EU countries have all implemented their own national data protection law, based on the GDPR. Each has slightly different exemptions. For example, the UK's Data Protection Act 2018 restricts the data subject rights in certain contexts related to immigration control.
The exemptions are unlikely to be relevant for your purposes as a developer, but you should get to know the relevant national laws just in case.
It's fine to request that a person provides you with some form of ID before you carry out their request. If they don't provide it, you might be justified in refusing the request.
You must be reasonable in your request for ID. Don't be obstructive.
If you have asked a person for ID, the one month deadline period begins once you've received it.
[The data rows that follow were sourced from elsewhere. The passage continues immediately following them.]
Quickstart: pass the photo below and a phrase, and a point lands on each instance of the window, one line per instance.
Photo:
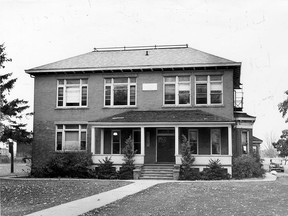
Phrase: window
(137, 141)
(209, 89)
(216, 141)
(116, 141)
(71, 137)
(177, 90)
(72, 92)
(193, 141)
(120, 92)
(244, 142)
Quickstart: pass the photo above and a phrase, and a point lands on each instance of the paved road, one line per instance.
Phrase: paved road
(19, 169)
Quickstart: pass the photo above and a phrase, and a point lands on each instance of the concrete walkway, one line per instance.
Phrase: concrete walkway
(84, 205)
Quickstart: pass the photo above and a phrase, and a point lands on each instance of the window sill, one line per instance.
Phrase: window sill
(121, 107)
(69, 151)
(70, 108)
(209, 106)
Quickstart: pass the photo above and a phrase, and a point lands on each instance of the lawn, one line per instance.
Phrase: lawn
(20, 197)
(208, 198)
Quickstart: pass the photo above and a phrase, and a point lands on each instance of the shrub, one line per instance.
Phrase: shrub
(186, 173)
(70, 164)
(106, 169)
(214, 171)
(126, 171)
(247, 166)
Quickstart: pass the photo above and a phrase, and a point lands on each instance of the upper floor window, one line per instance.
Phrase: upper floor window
(216, 141)
(193, 140)
(120, 91)
(177, 90)
(72, 92)
(71, 137)
(209, 89)
(245, 142)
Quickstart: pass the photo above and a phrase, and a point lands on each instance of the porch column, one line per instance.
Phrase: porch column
(176, 140)
(93, 140)
(230, 140)
(102, 141)
(142, 141)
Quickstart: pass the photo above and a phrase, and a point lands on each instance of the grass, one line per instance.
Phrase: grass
(208, 198)
(20, 197)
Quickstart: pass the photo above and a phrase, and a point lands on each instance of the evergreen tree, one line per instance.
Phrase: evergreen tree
(11, 111)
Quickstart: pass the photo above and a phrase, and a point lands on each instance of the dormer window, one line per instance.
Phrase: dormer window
(120, 92)
(72, 92)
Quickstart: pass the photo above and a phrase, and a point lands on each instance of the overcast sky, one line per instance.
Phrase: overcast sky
(37, 32)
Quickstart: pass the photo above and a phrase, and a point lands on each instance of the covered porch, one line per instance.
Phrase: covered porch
(159, 142)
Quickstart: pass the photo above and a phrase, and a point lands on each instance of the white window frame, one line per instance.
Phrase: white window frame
(220, 142)
(177, 83)
(247, 144)
(194, 130)
(120, 150)
(208, 83)
(112, 85)
(64, 86)
(63, 130)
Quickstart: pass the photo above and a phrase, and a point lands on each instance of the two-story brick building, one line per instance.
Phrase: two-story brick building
(95, 101)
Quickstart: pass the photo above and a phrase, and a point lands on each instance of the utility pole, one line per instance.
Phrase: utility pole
(11, 150)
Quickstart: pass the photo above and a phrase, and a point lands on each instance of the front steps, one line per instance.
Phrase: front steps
(157, 171)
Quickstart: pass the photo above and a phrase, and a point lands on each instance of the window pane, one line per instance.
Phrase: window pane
(108, 95)
(133, 80)
(193, 139)
(84, 96)
(215, 139)
(169, 94)
(59, 126)
(59, 141)
(61, 82)
(71, 136)
(201, 94)
(73, 81)
(184, 78)
(60, 96)
(132, 95)
(244, 140)
(137, 142)
(108, 80)
(201, 78)
(72, 96)
(216, 97)
(216, 78)
(170, 79)
(120, 95)
(83, 141)
(120, 80)
(84, 81)
(116, 142)
(72, 127)
(71, 140)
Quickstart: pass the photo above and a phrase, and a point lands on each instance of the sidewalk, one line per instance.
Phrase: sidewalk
(84, 205)
(81, 206)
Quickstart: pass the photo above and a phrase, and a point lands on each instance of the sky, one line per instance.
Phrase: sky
(254, 32)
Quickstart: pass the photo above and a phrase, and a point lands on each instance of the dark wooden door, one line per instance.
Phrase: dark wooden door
(165, 149)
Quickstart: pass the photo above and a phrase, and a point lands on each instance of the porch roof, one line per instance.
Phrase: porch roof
(164, 116)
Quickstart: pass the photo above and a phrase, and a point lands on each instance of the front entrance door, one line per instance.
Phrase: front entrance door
(165, 148)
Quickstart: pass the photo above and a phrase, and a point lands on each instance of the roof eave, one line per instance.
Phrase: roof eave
(136, 67)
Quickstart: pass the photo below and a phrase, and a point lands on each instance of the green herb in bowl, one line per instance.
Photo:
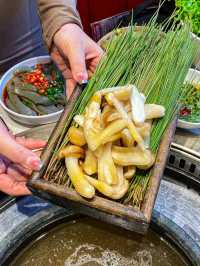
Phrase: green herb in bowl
(190, 110)
(189, 10)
Key Takeaways from This Chapter
The data subject rights are one of the most important aspects of the GDPR. It's down to you to either facilitate (in the case of a data controller) or help facilitate (in the case of a data processor) these rights. There are serious consequences for companies who fail to do this.
- Be ready to comply. Make sure people in your company know what a data subject right request looks like.
- Make sure you are actually required to carry out a request before you do so.
- Provide functions within your website or app that allow a user (or data controller) to access their rights directly, so that they don't need to contact you with this request.
- Remember that you may have to facilitate rights for non-users, too.